I think it's the oposite. People continuing calling it RSS is limiting there understanding of this domain. Most people are all about RSS this, reviving that and talk about the specific format, instead of the purpose for which RSS is actually used.

This also leads to rather poor solutions and discussions which are just reinventing the old stuff again and again, instead of letting the domain evolve to match modern demand.

Take for example this project here. Is there any feedreader out there who has this built-in to make it comfortable for the user to use this? The state of tooling as I know it is still at the level were we have seperate tools which pushes out a newsfeed-format, which than must be maintainend seperatly in our feedreaders. Which is an extraordinary hazzle to maintain configurations on multiple places.


> Take for example this project here. Is there any feedreader out there who has this built-in to make it comfortable for the user to use this?

Maybe I'm misunderstanding the question. This project is easy to use in all feed readers precisely because it just generates a feed URL that you can subscribe to like any other feed.

On the other hand, maybe you're asking why the feed readers don't have this feature built in. Some of them do! The one I've used for years, Inoreader, has it, although it might be a premium feature.
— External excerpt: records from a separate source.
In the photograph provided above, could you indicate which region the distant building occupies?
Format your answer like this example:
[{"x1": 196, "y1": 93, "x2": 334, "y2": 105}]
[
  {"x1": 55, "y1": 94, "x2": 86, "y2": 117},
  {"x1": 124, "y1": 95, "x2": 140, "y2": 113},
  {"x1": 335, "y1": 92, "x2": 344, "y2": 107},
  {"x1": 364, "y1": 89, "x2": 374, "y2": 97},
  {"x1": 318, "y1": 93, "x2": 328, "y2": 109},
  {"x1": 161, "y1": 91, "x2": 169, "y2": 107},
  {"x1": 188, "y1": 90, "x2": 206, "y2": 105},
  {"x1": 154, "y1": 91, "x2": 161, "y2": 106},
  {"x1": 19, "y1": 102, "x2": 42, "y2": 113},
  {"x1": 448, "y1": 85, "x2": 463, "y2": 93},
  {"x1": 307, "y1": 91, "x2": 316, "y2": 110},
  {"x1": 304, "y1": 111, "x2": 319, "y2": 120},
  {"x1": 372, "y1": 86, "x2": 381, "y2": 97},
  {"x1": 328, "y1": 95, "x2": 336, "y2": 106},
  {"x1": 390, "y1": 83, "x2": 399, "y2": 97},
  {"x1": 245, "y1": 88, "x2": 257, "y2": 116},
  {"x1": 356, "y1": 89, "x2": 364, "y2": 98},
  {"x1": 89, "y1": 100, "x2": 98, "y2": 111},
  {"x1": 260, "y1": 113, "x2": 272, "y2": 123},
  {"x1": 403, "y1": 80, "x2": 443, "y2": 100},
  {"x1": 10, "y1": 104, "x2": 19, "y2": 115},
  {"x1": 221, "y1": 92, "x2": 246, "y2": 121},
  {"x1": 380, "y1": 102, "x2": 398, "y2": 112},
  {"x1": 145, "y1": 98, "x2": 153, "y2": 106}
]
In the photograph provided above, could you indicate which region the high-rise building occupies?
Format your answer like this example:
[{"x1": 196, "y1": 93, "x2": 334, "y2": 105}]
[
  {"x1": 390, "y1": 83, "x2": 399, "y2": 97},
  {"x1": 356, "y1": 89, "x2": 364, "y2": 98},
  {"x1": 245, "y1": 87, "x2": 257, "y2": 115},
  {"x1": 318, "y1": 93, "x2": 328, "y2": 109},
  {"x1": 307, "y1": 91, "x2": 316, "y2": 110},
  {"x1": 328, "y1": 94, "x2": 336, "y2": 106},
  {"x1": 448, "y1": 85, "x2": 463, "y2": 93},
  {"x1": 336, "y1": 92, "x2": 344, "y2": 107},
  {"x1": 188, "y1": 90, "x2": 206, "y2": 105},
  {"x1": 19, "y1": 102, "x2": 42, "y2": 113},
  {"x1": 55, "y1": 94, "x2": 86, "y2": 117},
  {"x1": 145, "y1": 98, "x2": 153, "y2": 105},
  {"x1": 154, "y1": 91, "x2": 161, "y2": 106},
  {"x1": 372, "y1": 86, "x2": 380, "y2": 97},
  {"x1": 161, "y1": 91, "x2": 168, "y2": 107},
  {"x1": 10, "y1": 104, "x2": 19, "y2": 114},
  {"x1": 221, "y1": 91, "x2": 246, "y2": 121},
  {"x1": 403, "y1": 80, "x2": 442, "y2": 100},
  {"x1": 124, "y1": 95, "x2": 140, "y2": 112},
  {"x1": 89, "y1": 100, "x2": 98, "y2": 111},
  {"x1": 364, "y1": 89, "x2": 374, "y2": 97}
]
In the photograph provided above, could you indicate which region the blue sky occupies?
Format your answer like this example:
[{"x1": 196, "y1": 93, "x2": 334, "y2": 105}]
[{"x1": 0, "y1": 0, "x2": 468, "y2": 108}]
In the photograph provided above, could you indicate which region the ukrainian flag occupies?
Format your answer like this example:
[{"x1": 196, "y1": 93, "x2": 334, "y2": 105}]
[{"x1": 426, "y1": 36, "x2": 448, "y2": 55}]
On the other other hand, sometimes it seems from your comment like your issue is with the very idea of RSS. That a website can publish a feed in a well-defined / open format and that feed can then be consumed by any conforming reader. That's as I see it the beauty of the whole system. I don't need to use the site itself, if it sucks. I can subscribe to anything I like using whatever software I like, rather than relying on a centralized service. What's the alternative, something like Twitter where I subscribe to a bunch of accounts and they push whatever they like into my feed?
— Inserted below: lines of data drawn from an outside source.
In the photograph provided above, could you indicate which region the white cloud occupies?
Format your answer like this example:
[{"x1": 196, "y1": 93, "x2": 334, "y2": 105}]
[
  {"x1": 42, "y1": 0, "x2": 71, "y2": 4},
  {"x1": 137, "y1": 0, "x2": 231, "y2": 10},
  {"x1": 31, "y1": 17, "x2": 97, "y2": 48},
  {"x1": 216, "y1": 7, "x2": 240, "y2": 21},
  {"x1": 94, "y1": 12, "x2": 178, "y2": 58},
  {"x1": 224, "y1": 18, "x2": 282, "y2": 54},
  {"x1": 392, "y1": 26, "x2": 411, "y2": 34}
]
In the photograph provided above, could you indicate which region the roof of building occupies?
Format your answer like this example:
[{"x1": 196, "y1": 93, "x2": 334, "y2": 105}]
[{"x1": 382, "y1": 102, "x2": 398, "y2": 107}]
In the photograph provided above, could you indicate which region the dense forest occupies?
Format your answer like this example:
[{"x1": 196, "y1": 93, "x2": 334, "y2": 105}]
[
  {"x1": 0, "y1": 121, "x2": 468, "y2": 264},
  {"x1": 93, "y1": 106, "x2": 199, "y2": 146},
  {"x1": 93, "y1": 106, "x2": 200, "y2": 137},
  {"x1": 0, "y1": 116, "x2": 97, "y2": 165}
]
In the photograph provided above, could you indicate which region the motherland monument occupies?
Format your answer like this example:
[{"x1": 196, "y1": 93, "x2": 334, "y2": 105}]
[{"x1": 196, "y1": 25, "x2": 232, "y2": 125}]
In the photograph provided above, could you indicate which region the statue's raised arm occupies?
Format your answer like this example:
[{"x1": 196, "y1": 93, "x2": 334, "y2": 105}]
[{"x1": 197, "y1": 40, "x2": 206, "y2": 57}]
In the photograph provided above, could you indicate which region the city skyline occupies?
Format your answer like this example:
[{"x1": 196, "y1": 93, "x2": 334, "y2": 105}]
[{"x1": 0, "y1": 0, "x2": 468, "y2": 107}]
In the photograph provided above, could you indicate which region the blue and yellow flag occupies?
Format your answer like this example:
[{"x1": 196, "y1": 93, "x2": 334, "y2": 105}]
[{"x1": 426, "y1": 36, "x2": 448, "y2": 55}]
SSL is TLS looks similar but aren't the same. Today, we use TLS.


I do not care. RSS and Atom both win over closed platforms. If I could get back to an RSS-oriented internet, I would rejoice even if Atom didn’t exist.


RSS is fine for most uses, and is a much better "brand" than Atom.

There never was a valid reason to define a separate format rather than extending RSS to clarify ambiguities - I think its time to drop this bikeshedding and just think of Atom as a slightly different type of RSS.